La Lituania si ritira dalla Convenzione di Ottawa sulle mine antiuomo
Il ministro degli Esteri lituano, Kęstutis Budrys, ha dichiarato che la Lituania ha formalmente comunicato all’ONU la sua decisione di ritirarsi dalla Convenzione di Ottawa, il trattato internazionale che vieta l’uso, la produzione e l’accumulo di mine antiuomo. Questa decisione segue un trend che ha visto altri quattro paesi europei annunciare la loro intenzione di uscire dalla stessa Convenzione, inclusi Estonia, Lettonia, Polonia e Finlandia. Il ritiro dei paesi è stato ufficializzato in vari gradi, evidenziando una crescente preoccupazione per la sicurezza regionale.

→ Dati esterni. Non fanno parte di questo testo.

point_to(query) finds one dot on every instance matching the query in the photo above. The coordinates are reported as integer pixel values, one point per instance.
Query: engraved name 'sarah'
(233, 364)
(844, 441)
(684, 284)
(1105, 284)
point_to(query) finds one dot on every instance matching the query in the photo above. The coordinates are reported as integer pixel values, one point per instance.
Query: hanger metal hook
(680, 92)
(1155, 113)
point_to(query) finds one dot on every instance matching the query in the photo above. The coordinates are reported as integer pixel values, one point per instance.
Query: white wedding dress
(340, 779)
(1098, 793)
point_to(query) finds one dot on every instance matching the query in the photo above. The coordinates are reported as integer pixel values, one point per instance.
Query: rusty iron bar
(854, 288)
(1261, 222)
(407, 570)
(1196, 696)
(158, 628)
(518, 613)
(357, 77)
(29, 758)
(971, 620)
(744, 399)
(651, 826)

Anche altri quattro paesi europei hanno annunciato negli scorsi mesi che usciranno dalla Convenzione, e sono in vari gradi del processo di ritiro: Estonia, Lettonia, Polonia e Finlandia, riporta Attuale.

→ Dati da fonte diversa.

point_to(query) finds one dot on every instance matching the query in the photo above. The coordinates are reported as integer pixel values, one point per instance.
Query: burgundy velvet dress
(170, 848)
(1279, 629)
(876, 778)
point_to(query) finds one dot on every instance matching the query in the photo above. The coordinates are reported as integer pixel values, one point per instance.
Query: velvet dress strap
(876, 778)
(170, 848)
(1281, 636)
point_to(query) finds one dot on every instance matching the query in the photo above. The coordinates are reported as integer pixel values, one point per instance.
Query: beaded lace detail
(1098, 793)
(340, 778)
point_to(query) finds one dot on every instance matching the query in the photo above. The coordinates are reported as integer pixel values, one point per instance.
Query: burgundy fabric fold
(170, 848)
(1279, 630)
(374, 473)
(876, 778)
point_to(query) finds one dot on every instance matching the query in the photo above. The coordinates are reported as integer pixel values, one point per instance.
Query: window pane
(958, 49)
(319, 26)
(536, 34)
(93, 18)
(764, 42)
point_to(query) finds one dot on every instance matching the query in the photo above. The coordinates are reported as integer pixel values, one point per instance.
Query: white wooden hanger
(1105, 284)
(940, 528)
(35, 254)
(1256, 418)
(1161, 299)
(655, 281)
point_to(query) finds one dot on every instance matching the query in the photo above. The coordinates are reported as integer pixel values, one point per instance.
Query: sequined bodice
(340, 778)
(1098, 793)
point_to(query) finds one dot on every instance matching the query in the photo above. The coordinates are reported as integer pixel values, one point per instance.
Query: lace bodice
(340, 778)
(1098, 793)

La decisione del governo lituano, approvata dal parlamento lo scorso maggio, è stata presentata come una misura necessaria in risposta alle crescenti minacce percepite dalla Russia, specialmente a seguito dell’invasione dell’Ucraina. La Lituania condivide un confine con la regione russa di Kaliningrad, un’area che è sempre stata oggetto di tensione geopolitica. Inoltre, gli storici legami della Lituania con la Russia e l’era sovietica alimentano le paure di una possibile aggressione territoriale futura.

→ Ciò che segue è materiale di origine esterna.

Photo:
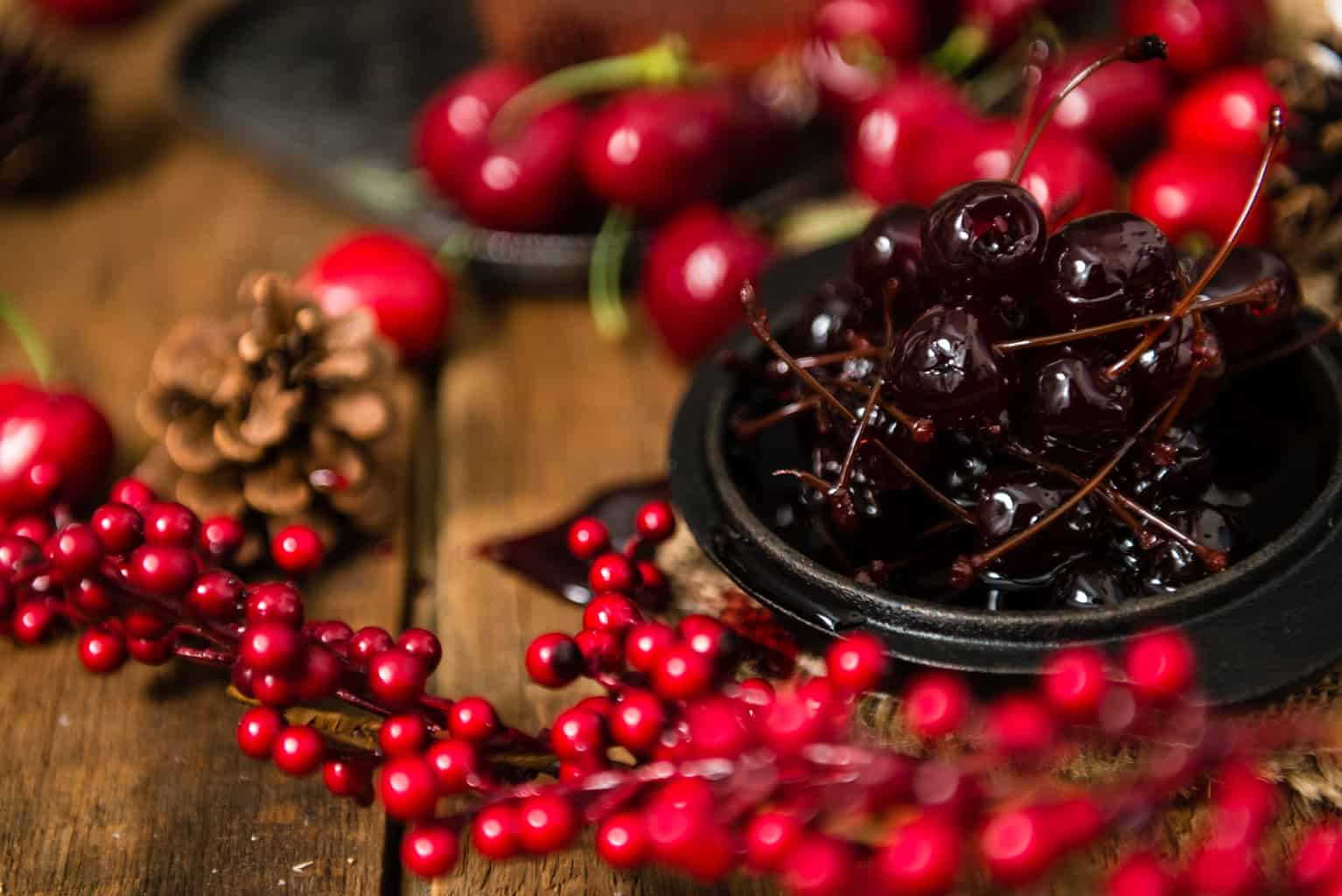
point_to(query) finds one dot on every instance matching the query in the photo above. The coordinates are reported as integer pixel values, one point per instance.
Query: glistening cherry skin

Le mine antiuomo sono considerate armi estremamente controverse, in quanto possono rimanere attive nel terreno per decenni senza un’accurata bonifica, mettendo a rischio la vita di civili che potrebbero avventurarsi in zone contaminate. I paesi che decidono di non aderire alla Convenzione di Ottawa includono sia la Russia che gli Stati Uniti, evidenziando la complessità della questione globale relativa all’uso di queste armi.